Beata Szydło chce być prezydentem. Dwa powody, dla których milczy ws. aborcji

Beata Szydło / Fot. PAP, Piotr Polak
Beata Szydło / Fot. PAP, Piotr Polak
REKLAMA

Beata Szydło chce wystartować w wyborach prezydenckich w 2025 roku – mówi osoba blisko związana z Prawem i Sprawiedliwością.

Po wyroku Trybunału Konstytucyjnego ws. aborcji rząd znalazł się na zakręcie. Na front medialny nie są wysyłane czołowe postacie, lecz osoby z drugiego szeregu.

Milczy też Beata Szydło. Wg osoby blisko związanej z PiS, są ku temu dwa powody. Po pierwsze, Szydło nie chce bronić rządu Mateusza Morawieckiego, który „wysadził” ją z posady premiera.

REKLAMA

Po drugie, gra na siebie. Szydło marzy się bowiem przejęcie prezydentury w 2025 roku po Andrzeju Dudzie. Milczenie ma sprawić, że nie będzie aż tak bardzo kojarzona z aborcją.

Motywacja Szydło jest prosta. Ona chce być prezydentem po Andrzeju Dudzie. Ma taki plan i do tego dąży. Wypowiadanie się teraz w sprawie aborcji do niczego jej nie jest potrzebne i może jej tylko zaszkodzić. Marząc o prezydenturze musi mieć potencjał na 51 proc. poparcia – mówi w rozmowie z „Gazetą Wyborczą” osoba blisko związana z PiS.

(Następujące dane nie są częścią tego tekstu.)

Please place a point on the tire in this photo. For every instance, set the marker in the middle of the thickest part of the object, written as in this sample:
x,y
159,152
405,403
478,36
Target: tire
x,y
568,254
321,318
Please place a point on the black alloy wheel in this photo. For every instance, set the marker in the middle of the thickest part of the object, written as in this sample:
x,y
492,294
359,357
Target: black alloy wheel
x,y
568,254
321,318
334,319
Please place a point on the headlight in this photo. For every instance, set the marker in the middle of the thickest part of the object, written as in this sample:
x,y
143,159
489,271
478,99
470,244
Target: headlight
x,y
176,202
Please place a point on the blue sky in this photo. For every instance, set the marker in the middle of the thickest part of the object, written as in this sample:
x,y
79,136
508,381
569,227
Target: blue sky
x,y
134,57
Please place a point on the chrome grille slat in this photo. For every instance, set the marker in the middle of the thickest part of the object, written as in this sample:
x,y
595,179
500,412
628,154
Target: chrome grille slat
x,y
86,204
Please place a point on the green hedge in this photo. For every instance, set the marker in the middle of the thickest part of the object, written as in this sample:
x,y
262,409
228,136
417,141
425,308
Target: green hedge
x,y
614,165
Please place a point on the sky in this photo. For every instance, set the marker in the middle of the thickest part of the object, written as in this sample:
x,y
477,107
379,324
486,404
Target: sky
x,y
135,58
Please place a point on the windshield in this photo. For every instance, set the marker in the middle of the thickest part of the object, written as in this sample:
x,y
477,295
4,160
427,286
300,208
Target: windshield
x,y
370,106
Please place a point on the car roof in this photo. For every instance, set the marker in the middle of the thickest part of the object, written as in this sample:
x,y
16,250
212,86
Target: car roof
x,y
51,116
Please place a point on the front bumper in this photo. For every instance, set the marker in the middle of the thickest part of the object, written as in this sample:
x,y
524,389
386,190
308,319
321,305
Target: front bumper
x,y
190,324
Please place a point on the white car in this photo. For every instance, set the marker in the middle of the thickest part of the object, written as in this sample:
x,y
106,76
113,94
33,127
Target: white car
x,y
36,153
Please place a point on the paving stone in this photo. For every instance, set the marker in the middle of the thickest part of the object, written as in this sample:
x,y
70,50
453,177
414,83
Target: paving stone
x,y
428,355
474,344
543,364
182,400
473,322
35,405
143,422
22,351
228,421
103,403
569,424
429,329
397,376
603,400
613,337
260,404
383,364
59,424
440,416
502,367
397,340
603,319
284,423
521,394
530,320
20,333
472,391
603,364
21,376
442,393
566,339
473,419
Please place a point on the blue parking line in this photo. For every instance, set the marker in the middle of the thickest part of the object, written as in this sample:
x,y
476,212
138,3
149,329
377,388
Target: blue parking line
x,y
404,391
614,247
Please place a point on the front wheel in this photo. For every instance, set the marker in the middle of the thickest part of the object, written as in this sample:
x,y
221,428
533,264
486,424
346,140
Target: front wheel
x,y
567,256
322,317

Mateusz Morawiecki przez lata pracował, aby wysadzić ją z rządu, to niech teraz sobie radzi sam. Morawiecki i Jarosław Kaczyński doskonale sobie na pewno poradzą – dodaje.

O możliwej kandydaturze Szydło w 2025 roku napomknął także niedawno Marek Suski. Wewnętrzna gra już się rozpoczęła, a o tym, kto wystartuje w wyścigu po schedę po Andrzeju Dudzie zdecydują zapewne wewnętrzne sondaże. Szydło, milcząc, nie chce przez ten czas przysparzać sobie nowych wrogów.